In 1995 many people saw the cli-sci-fi (Climate Science Fiction) thriller based on polar ice melting and all land surface covered with water.
But that hypothetical world is not the subject of this post, rather it is our very own planet earth just as it is today.
We humans, parochial as we are, imagine the earth’s surface to be land because that is where we live. In fact, the earth’s surface is 71% water, and the Northern Hemisphere (NH) consists of 30% water and 20% land, while the SH is a whopping 41% water and only 9% land. I was reminded of this fact recently while looking at Australian temperature records. The image below shows the effect of living on a piece of land upon a water world.
“Warming over Australia has been consistent with warming in the surrounding oceans.”
Indeed, how could it be otherwise for an island continent surrounded by water? The graph above shows a gentle rising of sea surface temperatures (SST) following the end of the Little Ice Age, overlaid with various ocean shifts (ENSO, AMO, NAO, etc.). Since 84% of Australians live within 50 km of the coast, and weather stations tend to be located where people live, it’s not surprising that the land surface temperature records mimic the sea surface variations.
But the effect is not limited to Australia. Climate research centers estimate global mean surface temperatures weighted according to grids, so those metrics are dominated by the ocean SSTs. 2014 was warm because of the mild undeclared El Nino, which persists today and gives hope to those wanting a record warm year in 2015.
But this is not about CO2. It has everything to do with water heated by shortwave solar radiation, stored and circulating in complex patterns, driven by the temperature differential between the equator and the poles. Scientists are gaining insight into the temperature dynamics of our water world.

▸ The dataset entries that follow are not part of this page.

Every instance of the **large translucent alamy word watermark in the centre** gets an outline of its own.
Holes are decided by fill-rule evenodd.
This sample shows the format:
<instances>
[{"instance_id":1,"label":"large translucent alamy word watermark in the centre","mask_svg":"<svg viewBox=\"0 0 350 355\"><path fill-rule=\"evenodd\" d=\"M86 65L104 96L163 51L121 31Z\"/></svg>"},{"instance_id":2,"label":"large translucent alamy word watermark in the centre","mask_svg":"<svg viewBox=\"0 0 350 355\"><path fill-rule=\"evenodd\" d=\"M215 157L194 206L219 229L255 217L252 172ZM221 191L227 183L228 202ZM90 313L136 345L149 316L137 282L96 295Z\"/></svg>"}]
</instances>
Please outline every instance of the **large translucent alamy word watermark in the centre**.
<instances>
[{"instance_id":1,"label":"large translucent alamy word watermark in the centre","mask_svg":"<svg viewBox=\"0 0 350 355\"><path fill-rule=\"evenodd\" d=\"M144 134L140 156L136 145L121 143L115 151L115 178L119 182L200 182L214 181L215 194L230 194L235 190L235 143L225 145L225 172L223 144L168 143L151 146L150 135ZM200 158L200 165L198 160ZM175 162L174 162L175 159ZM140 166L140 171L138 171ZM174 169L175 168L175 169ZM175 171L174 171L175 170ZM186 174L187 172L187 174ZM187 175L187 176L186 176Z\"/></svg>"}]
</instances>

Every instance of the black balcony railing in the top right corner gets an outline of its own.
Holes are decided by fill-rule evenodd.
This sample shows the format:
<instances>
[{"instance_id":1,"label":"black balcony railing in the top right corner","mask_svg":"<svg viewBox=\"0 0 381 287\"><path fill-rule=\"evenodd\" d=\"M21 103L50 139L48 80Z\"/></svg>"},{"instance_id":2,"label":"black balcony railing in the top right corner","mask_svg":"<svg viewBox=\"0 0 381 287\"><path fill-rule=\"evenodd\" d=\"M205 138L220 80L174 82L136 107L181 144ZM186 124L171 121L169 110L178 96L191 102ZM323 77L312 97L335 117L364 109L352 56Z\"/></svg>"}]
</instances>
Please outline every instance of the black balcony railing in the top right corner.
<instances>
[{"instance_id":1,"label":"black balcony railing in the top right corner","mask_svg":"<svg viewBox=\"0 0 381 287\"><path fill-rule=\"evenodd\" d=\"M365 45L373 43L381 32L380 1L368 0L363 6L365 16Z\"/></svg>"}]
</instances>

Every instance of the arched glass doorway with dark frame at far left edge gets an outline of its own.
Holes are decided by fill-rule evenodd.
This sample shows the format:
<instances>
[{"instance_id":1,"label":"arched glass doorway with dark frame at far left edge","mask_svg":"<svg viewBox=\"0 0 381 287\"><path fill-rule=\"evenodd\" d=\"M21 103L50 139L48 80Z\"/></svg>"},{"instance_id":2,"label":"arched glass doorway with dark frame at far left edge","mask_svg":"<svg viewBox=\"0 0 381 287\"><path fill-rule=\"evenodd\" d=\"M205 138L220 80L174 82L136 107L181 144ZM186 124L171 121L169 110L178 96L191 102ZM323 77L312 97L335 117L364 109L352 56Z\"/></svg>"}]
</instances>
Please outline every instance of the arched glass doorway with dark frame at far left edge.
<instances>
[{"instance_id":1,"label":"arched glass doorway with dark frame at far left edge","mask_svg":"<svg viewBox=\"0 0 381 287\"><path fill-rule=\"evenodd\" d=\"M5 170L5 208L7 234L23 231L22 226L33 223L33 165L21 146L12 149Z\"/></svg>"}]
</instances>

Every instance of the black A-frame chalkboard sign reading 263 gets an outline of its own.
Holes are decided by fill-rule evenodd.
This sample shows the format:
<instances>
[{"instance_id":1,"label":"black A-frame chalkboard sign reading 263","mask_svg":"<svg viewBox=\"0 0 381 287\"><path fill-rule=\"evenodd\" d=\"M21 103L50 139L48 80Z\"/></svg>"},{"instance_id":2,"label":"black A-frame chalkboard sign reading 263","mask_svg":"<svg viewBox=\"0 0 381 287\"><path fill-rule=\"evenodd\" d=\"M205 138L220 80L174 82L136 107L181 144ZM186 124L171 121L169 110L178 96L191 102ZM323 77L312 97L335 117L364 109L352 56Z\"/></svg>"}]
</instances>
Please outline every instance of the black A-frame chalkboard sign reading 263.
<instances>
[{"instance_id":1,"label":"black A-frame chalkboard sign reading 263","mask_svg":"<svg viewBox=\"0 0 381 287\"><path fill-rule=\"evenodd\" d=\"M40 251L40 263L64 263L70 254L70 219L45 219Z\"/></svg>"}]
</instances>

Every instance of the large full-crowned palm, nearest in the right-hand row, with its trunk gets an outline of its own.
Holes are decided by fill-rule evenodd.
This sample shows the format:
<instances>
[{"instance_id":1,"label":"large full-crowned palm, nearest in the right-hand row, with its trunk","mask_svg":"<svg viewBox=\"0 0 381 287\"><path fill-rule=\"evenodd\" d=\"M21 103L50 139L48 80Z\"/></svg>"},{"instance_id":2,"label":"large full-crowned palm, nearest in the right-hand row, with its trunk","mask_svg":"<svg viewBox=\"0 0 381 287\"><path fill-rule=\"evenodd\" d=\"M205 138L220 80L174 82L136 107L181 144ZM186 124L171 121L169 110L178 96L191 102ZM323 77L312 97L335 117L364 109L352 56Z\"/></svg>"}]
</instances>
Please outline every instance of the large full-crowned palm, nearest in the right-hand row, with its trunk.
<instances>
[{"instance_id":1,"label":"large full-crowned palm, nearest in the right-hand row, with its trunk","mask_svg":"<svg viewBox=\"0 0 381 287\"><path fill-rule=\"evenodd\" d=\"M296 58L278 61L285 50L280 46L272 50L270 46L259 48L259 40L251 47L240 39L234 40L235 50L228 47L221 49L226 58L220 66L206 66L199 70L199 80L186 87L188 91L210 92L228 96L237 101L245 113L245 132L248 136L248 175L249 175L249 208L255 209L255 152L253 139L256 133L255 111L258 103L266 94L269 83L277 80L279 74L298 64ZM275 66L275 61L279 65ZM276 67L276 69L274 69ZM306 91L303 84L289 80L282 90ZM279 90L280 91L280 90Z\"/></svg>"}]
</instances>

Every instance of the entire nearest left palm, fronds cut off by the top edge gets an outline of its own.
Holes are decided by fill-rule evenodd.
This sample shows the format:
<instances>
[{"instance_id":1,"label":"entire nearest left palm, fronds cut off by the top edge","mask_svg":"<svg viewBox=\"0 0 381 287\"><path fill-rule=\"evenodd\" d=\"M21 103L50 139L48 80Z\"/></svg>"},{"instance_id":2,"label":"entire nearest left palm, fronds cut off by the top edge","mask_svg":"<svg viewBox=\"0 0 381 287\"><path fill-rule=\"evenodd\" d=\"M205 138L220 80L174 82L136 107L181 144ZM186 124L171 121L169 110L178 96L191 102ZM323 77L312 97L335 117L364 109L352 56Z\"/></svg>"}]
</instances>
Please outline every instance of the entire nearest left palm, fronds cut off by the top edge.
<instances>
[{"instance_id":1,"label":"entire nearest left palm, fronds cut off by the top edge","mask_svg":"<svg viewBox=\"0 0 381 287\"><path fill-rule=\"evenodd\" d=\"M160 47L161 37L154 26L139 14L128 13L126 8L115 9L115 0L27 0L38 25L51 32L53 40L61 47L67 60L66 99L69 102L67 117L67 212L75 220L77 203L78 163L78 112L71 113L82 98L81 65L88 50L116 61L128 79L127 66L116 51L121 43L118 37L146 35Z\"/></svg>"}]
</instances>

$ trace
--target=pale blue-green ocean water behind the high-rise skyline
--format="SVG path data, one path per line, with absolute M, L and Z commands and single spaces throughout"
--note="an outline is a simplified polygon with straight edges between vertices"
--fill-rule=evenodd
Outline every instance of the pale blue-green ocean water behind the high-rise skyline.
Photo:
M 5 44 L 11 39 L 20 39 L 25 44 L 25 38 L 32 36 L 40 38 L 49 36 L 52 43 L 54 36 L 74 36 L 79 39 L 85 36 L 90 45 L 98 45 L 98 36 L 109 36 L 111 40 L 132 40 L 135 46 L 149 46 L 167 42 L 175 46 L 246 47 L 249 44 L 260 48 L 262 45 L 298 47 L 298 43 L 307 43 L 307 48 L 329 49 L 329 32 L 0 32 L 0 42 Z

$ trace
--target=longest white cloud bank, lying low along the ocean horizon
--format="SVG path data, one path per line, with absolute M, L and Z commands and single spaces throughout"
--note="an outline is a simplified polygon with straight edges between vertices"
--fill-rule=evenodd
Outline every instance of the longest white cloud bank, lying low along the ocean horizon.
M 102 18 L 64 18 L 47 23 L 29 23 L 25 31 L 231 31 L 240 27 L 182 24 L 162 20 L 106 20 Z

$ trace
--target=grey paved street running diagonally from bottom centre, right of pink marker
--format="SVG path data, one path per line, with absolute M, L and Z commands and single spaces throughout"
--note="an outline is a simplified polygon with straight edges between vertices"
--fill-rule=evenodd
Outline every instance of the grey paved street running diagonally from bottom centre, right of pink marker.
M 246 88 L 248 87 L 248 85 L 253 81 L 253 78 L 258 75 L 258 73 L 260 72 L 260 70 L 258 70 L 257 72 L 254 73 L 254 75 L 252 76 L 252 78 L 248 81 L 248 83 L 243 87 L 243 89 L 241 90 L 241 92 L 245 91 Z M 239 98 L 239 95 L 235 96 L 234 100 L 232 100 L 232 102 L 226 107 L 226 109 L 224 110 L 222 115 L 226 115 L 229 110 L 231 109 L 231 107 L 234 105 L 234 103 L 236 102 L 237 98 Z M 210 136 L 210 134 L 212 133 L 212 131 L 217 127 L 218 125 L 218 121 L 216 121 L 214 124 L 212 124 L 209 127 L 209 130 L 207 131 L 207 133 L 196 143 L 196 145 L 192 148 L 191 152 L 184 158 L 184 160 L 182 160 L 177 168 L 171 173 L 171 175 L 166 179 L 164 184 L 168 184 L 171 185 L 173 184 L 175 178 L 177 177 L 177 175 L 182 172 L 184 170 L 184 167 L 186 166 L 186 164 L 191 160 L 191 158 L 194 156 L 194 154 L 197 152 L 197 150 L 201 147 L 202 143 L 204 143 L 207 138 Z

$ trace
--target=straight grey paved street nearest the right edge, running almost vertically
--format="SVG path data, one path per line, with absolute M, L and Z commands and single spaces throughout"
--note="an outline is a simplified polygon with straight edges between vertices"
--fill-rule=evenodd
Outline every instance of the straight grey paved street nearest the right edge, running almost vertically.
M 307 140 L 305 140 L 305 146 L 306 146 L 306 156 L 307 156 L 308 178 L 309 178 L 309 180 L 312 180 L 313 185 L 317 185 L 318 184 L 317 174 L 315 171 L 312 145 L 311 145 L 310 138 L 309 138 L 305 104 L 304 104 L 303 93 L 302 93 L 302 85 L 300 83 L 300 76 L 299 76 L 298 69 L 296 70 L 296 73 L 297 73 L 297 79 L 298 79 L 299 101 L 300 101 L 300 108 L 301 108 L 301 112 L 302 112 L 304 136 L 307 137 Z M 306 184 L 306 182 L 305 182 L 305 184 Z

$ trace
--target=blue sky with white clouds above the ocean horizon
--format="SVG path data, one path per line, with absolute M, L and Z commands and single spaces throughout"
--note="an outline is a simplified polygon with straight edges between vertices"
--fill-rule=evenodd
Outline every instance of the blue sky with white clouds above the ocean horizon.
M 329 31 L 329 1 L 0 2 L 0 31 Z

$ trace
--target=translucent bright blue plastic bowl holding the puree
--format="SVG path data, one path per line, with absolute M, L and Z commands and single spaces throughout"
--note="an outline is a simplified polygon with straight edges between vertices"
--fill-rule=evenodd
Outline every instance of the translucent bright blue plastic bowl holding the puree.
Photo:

The Pacific Makes Waves Worldwide
Among the oceans, the Pacific is the gorilla whose fluctuations drive changes across the water world. Short-term ENSO events ripple globally, and in the longer-term, there are effects from the Interdecadal Pacific Oscillation (IPO), not to be confused with an Initial Public Offering. Here are some recent research findings:
“From 1920 to 2012, there are roughly two warm IPO phases (1924–1945 and 1977–1998, with warm SSTs in the central and eastern tropical Pacific) and two cold IPO phases (1946–1976 and 1999–2012, with cold SSTs in the same region). The most recent cold IPO phase is still continuing. We found that phase switches of the IPO are concurrent with major climate transitions over the globe, including abrupt shifts in SST, SLP, T and P.”

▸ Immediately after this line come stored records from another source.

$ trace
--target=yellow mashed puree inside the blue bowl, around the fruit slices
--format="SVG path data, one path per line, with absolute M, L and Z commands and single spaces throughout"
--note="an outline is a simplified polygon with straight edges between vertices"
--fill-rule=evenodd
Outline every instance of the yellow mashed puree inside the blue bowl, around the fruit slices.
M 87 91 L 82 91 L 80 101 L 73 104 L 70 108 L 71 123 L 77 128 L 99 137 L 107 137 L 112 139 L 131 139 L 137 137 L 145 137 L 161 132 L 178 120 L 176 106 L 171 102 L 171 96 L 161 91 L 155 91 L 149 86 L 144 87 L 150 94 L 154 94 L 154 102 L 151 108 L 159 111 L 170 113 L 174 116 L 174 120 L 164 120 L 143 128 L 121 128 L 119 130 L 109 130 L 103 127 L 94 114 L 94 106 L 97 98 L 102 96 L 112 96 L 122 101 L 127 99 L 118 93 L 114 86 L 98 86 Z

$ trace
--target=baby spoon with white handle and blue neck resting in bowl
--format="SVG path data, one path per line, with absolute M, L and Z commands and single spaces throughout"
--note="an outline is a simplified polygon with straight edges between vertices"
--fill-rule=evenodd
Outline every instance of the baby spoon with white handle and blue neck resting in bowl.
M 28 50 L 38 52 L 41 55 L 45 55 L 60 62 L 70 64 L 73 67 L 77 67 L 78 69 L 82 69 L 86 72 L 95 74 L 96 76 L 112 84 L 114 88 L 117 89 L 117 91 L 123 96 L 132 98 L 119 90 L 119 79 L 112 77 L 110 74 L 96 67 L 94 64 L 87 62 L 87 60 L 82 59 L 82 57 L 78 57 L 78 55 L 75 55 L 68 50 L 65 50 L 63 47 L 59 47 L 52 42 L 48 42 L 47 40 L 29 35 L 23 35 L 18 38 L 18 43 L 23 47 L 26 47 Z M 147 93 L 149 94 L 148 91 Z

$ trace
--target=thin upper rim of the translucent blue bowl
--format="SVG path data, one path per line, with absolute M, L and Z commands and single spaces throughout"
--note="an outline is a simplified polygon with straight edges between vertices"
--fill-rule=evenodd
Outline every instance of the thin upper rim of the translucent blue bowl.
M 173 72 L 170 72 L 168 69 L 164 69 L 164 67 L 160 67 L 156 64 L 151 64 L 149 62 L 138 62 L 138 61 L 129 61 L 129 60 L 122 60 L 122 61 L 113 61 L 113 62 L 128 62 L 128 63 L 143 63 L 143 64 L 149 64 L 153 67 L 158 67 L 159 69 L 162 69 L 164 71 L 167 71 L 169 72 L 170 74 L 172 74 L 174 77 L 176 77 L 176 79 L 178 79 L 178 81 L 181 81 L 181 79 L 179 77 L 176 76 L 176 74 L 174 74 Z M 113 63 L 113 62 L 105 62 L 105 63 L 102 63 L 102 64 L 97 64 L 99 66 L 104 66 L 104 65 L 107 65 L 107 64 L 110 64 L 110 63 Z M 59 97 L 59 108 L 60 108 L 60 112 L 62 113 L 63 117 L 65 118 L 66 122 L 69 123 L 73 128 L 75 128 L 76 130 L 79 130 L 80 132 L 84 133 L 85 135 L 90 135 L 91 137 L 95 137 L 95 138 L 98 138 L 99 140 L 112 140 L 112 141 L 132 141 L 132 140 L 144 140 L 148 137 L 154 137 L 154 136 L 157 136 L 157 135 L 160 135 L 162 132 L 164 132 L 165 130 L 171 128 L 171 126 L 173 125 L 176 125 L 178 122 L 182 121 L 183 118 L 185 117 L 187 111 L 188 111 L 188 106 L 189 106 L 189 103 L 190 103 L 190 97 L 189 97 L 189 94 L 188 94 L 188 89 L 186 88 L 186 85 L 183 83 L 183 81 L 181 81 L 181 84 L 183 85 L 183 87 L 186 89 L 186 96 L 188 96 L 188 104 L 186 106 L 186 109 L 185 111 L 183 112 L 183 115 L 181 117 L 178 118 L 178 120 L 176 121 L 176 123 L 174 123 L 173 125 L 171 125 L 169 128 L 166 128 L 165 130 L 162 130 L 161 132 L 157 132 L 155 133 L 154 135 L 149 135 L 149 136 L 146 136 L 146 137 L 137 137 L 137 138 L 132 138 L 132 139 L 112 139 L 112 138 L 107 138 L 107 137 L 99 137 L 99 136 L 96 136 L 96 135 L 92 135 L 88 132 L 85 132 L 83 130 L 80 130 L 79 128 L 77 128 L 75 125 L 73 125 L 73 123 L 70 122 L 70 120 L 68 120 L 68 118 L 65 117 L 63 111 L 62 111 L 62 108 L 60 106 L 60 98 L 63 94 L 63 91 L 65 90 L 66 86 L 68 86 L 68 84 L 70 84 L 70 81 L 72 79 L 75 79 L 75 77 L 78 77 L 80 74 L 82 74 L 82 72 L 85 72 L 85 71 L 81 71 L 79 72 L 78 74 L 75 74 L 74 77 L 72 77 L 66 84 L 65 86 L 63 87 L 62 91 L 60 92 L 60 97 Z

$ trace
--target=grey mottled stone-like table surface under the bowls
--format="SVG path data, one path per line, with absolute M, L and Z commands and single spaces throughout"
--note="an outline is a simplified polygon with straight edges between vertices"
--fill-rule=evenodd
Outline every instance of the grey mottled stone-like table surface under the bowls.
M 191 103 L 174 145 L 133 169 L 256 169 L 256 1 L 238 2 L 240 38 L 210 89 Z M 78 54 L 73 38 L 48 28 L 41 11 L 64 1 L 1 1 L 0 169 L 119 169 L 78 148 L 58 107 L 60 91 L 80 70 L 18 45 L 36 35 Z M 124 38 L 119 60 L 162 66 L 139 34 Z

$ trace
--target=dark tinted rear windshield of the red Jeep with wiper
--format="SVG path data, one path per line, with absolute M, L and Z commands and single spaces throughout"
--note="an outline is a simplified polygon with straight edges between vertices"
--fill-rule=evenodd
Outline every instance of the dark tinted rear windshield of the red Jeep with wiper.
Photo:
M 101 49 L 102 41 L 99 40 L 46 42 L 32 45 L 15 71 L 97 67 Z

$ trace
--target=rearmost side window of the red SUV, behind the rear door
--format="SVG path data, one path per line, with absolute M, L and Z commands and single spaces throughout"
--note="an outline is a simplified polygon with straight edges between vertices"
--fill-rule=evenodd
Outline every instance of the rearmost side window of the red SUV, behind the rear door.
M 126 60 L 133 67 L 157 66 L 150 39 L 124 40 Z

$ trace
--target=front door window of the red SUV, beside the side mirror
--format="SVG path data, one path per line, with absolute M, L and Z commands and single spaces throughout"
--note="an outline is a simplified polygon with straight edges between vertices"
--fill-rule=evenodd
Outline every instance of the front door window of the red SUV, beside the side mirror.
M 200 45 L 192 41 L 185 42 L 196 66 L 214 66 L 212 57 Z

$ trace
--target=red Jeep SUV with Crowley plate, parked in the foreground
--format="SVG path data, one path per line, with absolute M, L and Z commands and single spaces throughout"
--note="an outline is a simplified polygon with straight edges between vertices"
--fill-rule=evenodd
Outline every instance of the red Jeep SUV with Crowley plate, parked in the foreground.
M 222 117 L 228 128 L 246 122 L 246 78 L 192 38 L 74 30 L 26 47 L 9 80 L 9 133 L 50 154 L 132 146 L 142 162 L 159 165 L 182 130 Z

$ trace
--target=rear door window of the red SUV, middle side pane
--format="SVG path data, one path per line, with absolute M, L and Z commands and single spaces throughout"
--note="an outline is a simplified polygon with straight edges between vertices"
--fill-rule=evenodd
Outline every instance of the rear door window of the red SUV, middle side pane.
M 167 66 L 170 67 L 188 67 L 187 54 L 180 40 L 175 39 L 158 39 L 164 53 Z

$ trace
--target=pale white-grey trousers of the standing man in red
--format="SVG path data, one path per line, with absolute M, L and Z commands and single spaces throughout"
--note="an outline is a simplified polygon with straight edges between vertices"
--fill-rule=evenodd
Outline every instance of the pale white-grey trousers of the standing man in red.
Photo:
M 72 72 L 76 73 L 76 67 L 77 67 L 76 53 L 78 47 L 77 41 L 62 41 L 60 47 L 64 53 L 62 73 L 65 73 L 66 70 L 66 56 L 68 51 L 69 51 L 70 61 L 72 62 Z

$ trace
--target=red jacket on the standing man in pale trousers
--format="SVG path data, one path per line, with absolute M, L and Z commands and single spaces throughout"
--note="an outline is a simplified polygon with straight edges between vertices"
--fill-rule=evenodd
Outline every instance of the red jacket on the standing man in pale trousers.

“Annual surface air temperature is positively correlated with the IPO index (i.e., higher T during warming IPO phases such as 1924–1945 and 1977–1998) over western North America except its Southwest, mid-latitude central and eastern Asia, and central and northern Australia, but the correlation is negative over northeastern North America, northeastern South America, southeastern Europe, and northern India. Annual precipitation tends to be higher (lower) during warm (cold) IPO phases such as 1924–1945 and 1977–1998 (1946–1976 and 1999–2012) over southwestern North America, northern India, and central Argentina, while it is the opposite over the maritime continent including much of Australia, southern Africa, and northeastern Asia (Fig. 4b).”
“Besides the direct impacts on decadal variations in T and P, we also found some decadal modulations of ENSO’s influence on T and P on multi-year timescales by the IPO over northeastern Australia, northern India, southern Africa and western Canada.”
“Thus, the IPO is an ENSO-like low-frequency mode not just in its SST and SLP patterns (Zhang et al. 1997), but also in its impacts on T and P and atmospheric fields. These results imply that many of the surface and atmospheric processes associated with ENSO also apply to the IPO phase changes, with the warm (cold) IPO phase resembling El Nino (La Nina). Our results also suggest that it is important to predict IPO’s phase change for decadal climate predictions.”
From: The influence of the Interdecadal Pacific Oscillation on Temperature and Precipitation over the Globe Bo Dong • Aiguo Dai 2015 http://www.cgd.ucar.edu/cas/adai/papers/DongDai-CD2015-IPO.pdf
So let’s see how those warming and cooling periods show up in the SST historical records. HadSST3 dataset is available here:
I analyzed the annual global record and got the following results:
HadSST3 Global Temperature Anomaly Trends
If those trends look familiar, it’s because you see the same pattern in any of the global surface temperature datasets.
Living on our water world means our temperatures and precipitation fluctuate according to ocean circulations and oscillations, especially ENSO and IPO patterns in the Pacific basin.
Climate is the continuation of oceans by other means. Dr. Arnd Bernaerts
I think SSTs are a reasonable proxy for natural variability over the last century or so. The long-term trend is 0.5C/century with multi-decadal periods as high as +1.7C/century, and as low as -0.3C/century. The latter one was enough to cause an ice age scare.
In advance of COP Paris, some want to project warming of +1.5C as requiring action. We’ve been there twice already recently, and much warmer still in the distant past.